Corelli boit à la source d’Hippocrène, s’enthousiasme sous l’effet de ses eaux puis s’assoupit, se retrouve au Parnasse accueilli par les muses et les honore d’une fugue savante : pourtant ces tableaux subtils nous ennuient ferme - argument critique volatile, mais sentiment tenace. On ouvre la partition pour fixer les oreilles qui glissent à la surface d’une réalisation superlative : impossible de ne pas admirer les équilibres, les tours de main du continuo, la finesse de trait des violons (condition sine qua non dans une écriture en trio si ouvragée), les détails élégants qui ne dérangent pas le cours harmonieux de la phrase (pas même les Saillies).
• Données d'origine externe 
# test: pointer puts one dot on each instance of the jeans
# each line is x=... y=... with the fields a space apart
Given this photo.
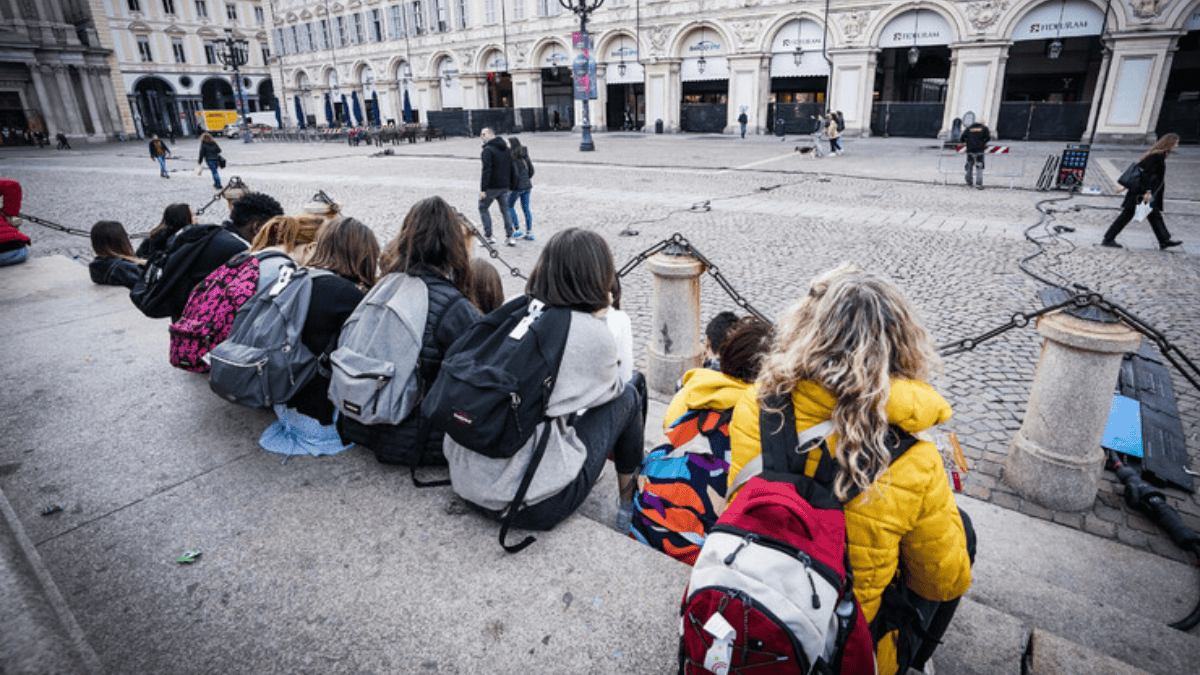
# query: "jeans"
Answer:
x=616 y=426
x=501 y=196
x=975 y=161
x=523 y=195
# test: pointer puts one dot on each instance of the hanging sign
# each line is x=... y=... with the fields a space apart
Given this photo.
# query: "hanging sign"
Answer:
x=585 y=66
x=808 y=36
x=1068 y=18
x=919 y=28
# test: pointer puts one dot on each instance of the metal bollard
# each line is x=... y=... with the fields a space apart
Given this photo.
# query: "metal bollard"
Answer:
x=1056 y=459
x=675 y=344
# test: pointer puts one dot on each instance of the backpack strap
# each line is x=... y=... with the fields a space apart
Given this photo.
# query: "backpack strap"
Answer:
x=539 y=451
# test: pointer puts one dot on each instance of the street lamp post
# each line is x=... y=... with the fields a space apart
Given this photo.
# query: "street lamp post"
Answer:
x=583 y=9
x=234 y=54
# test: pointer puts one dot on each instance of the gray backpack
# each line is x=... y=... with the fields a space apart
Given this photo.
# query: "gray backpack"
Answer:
x=376 y=376
x=263 y=360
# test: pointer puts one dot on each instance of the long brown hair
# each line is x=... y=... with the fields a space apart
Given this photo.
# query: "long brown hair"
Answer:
x=349 y=249
x=109 y=240
x=432 y=238
x=850 y=335
x=288 y=233
x=1164 y=145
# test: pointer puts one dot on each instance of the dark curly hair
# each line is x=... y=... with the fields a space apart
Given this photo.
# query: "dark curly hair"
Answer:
x=251 y=210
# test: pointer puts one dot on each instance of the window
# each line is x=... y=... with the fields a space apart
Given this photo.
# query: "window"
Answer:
x=377 y=25
x=144 y=48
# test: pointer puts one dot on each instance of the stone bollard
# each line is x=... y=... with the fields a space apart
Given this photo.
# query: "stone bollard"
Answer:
x=675 y=345
x=1056 y=459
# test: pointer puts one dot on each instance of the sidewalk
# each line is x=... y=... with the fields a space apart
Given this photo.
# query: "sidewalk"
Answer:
x=339 y=565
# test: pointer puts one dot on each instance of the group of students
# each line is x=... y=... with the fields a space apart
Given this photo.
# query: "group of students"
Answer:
x=851 y=351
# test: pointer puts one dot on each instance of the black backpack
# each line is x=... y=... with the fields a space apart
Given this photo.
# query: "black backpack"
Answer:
x=161 y=291
x=495 y=383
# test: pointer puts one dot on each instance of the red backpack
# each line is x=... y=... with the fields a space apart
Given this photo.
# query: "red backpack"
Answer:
x=210 y=310
x=772 y=590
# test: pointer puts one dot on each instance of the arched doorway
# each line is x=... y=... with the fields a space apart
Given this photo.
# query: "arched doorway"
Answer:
x=156 y=106
x=705 y=77
x=216 y=94
x=1181 y=101
x=625 y=79
x=1051 y=72
x=912 y=75
x=799 y=77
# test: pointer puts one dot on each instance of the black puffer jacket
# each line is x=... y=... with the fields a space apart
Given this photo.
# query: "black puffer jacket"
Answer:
x=450 y=316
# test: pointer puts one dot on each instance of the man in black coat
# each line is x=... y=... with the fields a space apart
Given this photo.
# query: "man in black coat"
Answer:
x=495 y=184
x=976 y=138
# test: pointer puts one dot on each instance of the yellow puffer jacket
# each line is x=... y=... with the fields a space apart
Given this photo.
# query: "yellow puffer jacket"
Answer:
x=705 y=389
x=907 y=514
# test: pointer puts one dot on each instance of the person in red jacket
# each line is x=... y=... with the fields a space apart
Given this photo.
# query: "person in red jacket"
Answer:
x=13 y=244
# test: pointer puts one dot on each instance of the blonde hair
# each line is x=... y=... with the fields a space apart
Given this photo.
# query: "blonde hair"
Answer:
x=288 y=233
x=851 y=335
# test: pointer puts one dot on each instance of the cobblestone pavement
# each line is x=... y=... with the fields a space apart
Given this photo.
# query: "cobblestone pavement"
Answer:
x=772 y=221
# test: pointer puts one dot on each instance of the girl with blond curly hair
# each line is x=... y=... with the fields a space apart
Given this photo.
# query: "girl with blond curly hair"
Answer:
x=853 y=351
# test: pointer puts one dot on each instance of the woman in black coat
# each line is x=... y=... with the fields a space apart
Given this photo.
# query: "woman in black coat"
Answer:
x=1150 y=189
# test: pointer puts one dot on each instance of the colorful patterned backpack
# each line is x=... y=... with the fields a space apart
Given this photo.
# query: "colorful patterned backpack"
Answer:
x=681 y=487
x=210 y=310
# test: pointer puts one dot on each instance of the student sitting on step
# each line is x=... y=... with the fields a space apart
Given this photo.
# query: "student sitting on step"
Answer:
x=575 y=272
x=855 y=352
x=114 y=263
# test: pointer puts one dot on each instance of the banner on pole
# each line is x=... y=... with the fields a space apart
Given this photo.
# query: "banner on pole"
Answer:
x=585 y=66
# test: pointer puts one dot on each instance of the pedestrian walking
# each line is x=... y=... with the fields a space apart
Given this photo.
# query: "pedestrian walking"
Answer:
x=495 y=183
x=1149 y=190
x=834 y=135
x=160 y=151
x=210 y=155
x=522 y=173
x=976 y=138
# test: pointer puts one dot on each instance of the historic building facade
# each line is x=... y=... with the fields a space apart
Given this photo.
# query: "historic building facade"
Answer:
x=168 y=55
x=55 y=75
x=1031 y=69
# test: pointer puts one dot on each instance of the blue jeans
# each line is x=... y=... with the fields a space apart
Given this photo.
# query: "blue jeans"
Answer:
x=617 y=428
x=523 y=195
x=499 y=196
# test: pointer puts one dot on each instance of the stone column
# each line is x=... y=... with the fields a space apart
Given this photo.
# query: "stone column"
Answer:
x=664 y=94
x=852 y=87
x=1138 y=70
x=750 y=89
x=676 y=346
x=1056 y=459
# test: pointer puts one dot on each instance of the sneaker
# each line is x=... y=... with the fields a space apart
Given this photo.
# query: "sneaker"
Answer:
x=624 y=515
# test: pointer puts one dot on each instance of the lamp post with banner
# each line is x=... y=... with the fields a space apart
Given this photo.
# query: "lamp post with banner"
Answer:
x=585 y=65
x=234 y=54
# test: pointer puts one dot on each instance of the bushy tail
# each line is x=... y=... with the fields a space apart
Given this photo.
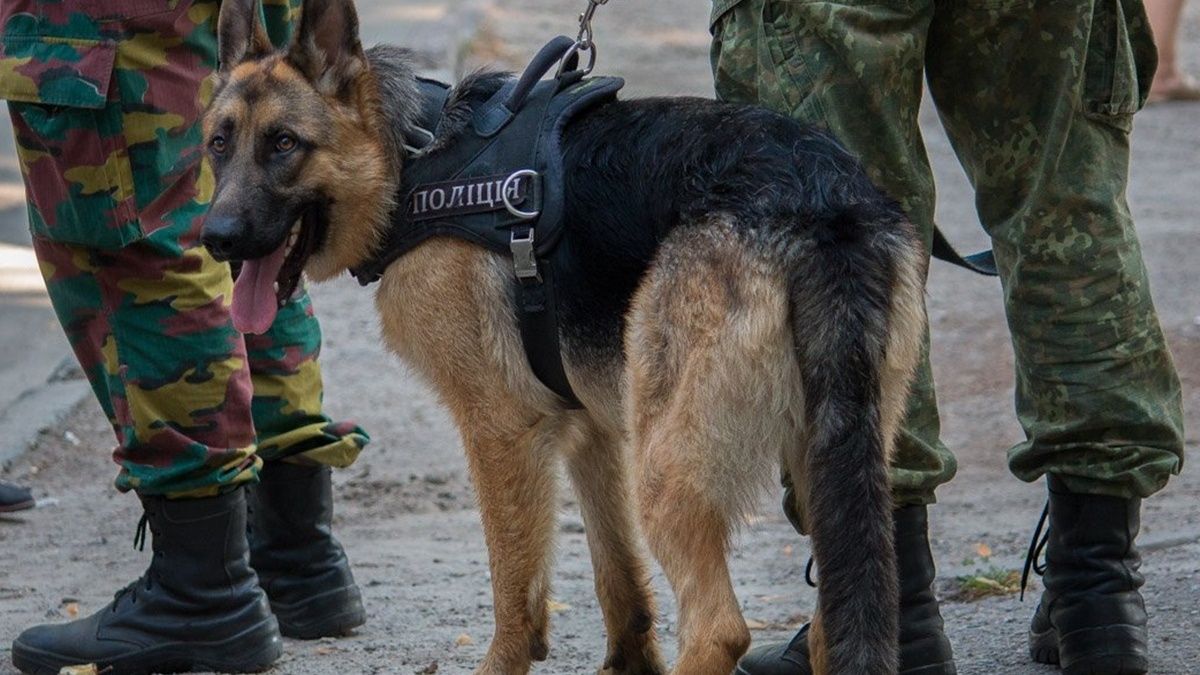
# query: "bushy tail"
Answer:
x=841 y=298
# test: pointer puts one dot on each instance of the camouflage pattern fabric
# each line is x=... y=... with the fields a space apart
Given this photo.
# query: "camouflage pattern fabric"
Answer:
x=106 y=100
x=1037 y=97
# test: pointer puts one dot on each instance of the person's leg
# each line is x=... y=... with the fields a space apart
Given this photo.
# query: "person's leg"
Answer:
x=1044 y=137
x=1170 y=82
x=300 y=563
x=107 y=133
x=856 y=69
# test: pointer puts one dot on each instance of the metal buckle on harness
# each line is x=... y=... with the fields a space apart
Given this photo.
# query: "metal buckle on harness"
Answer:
x=525 y=263
x=510 y=184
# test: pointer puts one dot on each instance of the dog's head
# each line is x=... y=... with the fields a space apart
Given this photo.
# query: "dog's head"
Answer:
x=294 y=141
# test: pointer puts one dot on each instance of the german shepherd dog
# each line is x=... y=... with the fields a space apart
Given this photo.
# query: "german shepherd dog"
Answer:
x=741 y=299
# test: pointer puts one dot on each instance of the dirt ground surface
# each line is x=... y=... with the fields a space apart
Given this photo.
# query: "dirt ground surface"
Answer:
x=406 y=511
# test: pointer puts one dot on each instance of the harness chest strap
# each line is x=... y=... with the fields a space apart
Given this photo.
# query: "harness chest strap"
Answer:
x=501 y=185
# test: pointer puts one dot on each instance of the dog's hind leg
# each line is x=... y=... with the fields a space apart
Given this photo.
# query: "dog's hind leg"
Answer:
x=598 y=470
x=712 y=376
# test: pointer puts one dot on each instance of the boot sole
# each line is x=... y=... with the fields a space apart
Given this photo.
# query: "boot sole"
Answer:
x=18 y=506
x=225 y=656
x=1092 y=645
x=331 y=614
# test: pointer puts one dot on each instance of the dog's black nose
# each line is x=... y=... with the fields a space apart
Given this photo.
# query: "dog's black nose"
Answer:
x=220 y=236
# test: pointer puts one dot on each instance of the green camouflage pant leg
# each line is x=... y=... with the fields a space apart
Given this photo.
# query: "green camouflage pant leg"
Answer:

Il faut un sacré métier pour afficher tant d’aisance dans une oeuvre qui ne fait pas de cadeau. Mais rien n’y fait, la leçon de style ne nous parle toujours pas.
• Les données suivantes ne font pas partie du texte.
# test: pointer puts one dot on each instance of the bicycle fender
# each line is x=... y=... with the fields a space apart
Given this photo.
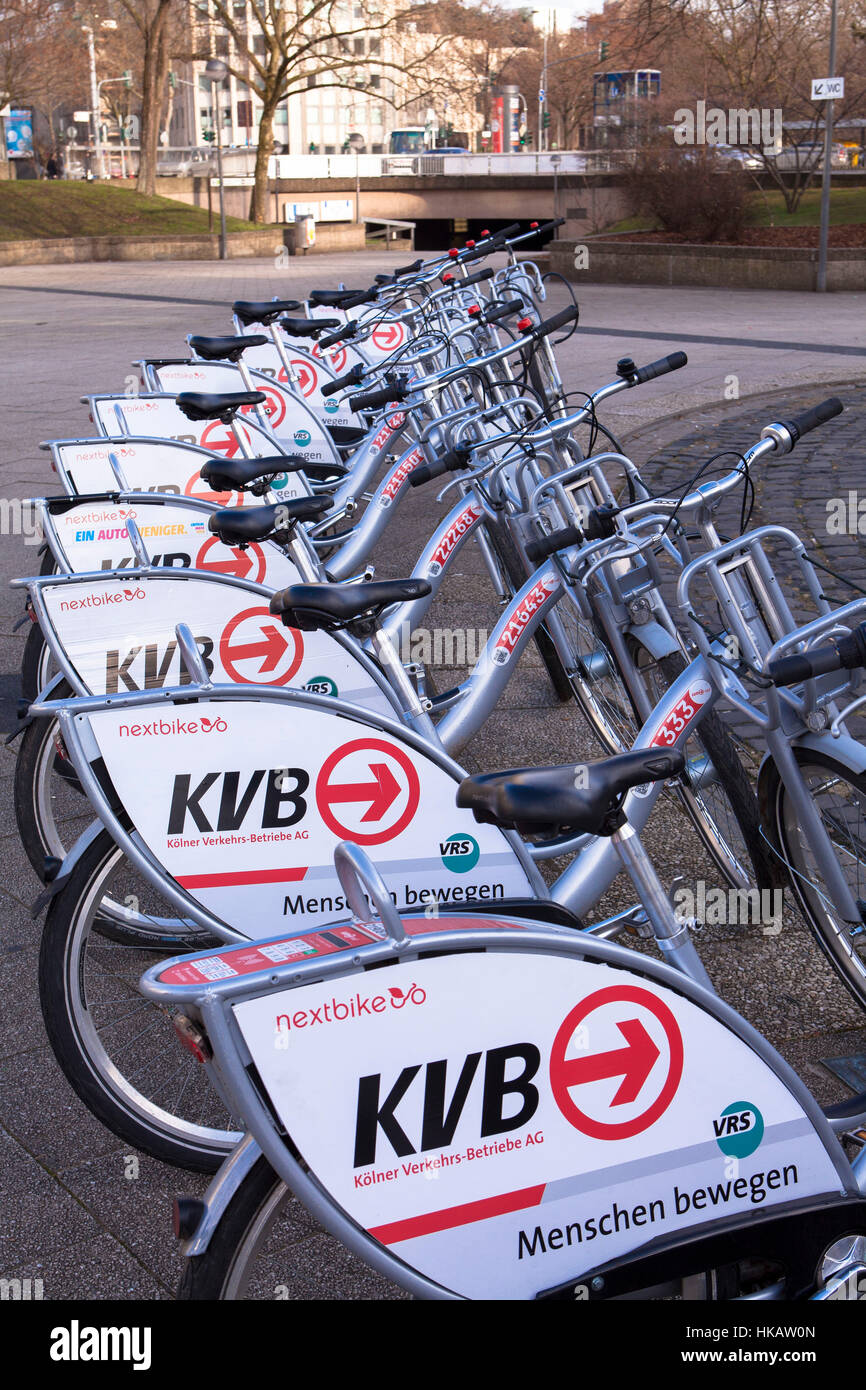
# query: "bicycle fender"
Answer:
x=655 y=638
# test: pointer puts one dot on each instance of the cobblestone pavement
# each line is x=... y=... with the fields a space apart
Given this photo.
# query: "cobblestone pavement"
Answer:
x=74 y=1214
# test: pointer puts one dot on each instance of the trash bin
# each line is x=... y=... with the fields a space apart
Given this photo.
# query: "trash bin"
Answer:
x=305 y=232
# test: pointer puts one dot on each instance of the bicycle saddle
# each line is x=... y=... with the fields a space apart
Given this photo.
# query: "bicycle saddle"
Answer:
x=577 y=798
x=345 y=435
x=264 y=310
x=207 y=405
x=332 y=298
x=241 y=526
x=237 y=474
x=310 y=606
x=309 y=327
x=225 y=349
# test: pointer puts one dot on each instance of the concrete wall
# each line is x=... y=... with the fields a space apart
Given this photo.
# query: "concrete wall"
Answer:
x=727 y=267
x=588 y=203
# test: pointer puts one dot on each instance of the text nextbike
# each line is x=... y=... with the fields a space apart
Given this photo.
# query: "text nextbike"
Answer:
x=341 y=1009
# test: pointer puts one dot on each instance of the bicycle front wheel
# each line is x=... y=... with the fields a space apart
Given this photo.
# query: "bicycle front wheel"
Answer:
x=840 y=798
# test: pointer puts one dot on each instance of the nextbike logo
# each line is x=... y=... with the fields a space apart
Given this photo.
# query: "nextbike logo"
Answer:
x=92 y=517
x=357 y=1005
x=161 y=727
x=399 y=476
x=100 y=599
x=738 y=1129
x=459 y=852
x=459 y=527
x=520 y=616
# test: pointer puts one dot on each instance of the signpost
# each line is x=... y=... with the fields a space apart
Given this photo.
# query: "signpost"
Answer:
x=824 y=82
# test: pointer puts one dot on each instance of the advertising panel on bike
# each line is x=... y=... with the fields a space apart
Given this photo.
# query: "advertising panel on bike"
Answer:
x=120 y=635
x=93 y=535
x=288 y=416
x=152 y=466
x=506 y=1122
x=245 y=802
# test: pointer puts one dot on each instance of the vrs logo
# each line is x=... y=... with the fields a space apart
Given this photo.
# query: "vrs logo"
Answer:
x=738 y=1129
x=459 y=852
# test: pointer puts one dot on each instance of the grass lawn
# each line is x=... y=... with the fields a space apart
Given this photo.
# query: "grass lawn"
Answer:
x=57 y=207
x=847 y=209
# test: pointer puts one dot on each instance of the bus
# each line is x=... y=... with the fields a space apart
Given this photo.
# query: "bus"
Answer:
x=412 y=139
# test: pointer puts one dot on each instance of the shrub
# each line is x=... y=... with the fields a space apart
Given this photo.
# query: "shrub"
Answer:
x=690 y=193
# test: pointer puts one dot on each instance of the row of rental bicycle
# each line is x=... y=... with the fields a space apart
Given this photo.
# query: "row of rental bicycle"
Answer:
x=289 y=941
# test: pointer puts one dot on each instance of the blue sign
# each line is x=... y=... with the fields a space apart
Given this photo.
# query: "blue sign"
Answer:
x=20 y=135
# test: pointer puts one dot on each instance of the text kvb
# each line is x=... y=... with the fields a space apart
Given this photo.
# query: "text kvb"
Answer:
x=218 y=801
x=430 y=1115
x=157 y=662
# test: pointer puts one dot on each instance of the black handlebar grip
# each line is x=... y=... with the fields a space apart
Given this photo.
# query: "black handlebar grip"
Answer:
x=812 y=419
x=451 y=462
x=474 y=280
x=844 y=653
x=659 y=369
x=331 y=339
x=349 y=378
x=369 y=399
x=364 y=296
x=567 y=535
x=496 y=312
x=549 y=325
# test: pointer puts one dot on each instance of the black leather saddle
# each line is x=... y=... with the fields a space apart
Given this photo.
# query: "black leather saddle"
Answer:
x=573 y=799
x=330 y=606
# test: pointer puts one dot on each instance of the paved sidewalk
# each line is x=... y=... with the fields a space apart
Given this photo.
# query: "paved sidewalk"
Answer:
x=74 y=1215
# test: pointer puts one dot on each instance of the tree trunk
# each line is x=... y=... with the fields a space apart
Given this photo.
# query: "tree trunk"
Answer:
x=259 y=200
x=153 y=82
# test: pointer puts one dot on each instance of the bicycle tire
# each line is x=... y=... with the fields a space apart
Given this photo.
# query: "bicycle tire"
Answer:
x=88 y=1050
x=834 y=941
Serions-nous trop marqués par l’enregistrement de Jordi Savall ? On le ressort, et tout s’éclaire. Ce n’est pas la force de l’habitude qui nous voile la proposition de Philippe Pierlot et de violonistes de premier plan (François Fernandez et Sophie Gent), c’est la force de caractère qui leur manque. Savall, Huggett et Banchini (quelle idée, ce face à face !) attaquent l’Apothéose de Corelli, et tout de suite on entend le désir implorant du prince des violonistes qui « prie les muses de le recevoir parmi elles », on le voit à travers les notes filées, les cambrures du phrasé, les surenchères des archets au fil des progressions harmoniques ; toutes choses que font également Pierlot, Fernandez et Gent, mais toujours à demi. Leur Sommeil étire une superbe soierie quand Savall nous hypnotise, à un tempo plus rapide, par son balancement. Leur majestueuse Descente d’Apollon (« qui vient offrir son violon à Lulli ») reste curieusement égale et statique. La Plainte - confiée à deux flûtes - est un joyau délicat. Mais là encore, la qualité expressive et sensuelle des timbres avait une tout autre force d’évocation sous les sourdines de Banchini, Huggett et Savall.
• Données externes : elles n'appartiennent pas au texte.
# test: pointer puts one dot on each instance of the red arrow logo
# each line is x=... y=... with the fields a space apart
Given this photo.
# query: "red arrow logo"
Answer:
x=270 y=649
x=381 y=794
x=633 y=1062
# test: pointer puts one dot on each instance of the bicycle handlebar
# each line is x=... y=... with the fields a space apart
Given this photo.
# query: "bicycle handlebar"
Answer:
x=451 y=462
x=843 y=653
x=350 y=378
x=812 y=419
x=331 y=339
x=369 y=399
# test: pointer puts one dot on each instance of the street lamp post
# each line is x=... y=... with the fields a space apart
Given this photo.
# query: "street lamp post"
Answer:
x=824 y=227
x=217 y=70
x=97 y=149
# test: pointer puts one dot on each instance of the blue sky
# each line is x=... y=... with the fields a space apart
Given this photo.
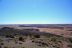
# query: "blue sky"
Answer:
x=35 y=11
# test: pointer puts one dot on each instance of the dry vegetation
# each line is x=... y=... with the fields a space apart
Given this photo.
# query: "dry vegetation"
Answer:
x=34 y=38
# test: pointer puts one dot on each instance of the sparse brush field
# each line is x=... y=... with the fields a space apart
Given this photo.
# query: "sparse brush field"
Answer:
x=15 y=38
x=35 y=41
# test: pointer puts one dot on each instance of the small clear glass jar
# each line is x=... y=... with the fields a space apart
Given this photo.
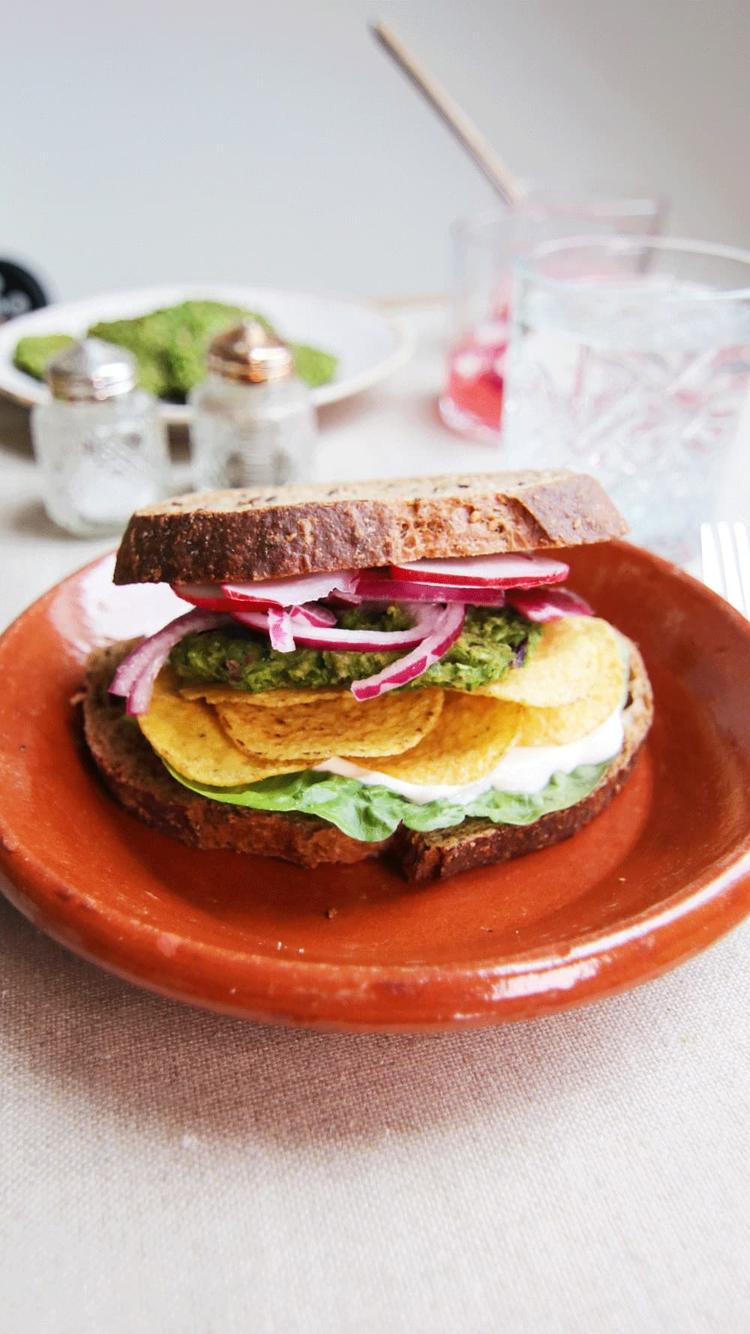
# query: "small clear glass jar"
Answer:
x=252 y=420
x=99 y=440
De Savall, Pierlot n’aura retenu qu’une mauvaise idée : les titres des mouvements dits à voix haute. La candeur émerveillée de François Morel pose le même problème qu’hier les interventions de Bernard Hervé : elles désamorcent le contraste des caractères enchaînés (la demi-cadence à la fin de Corelli au pied du Parnasse tombe à plat) et surtout morcellent une oeuvre qui, au contraire, a besoin d’élan, d’unité. Irait-on titrer ainsi les épisodes du Carnaval de Schumann?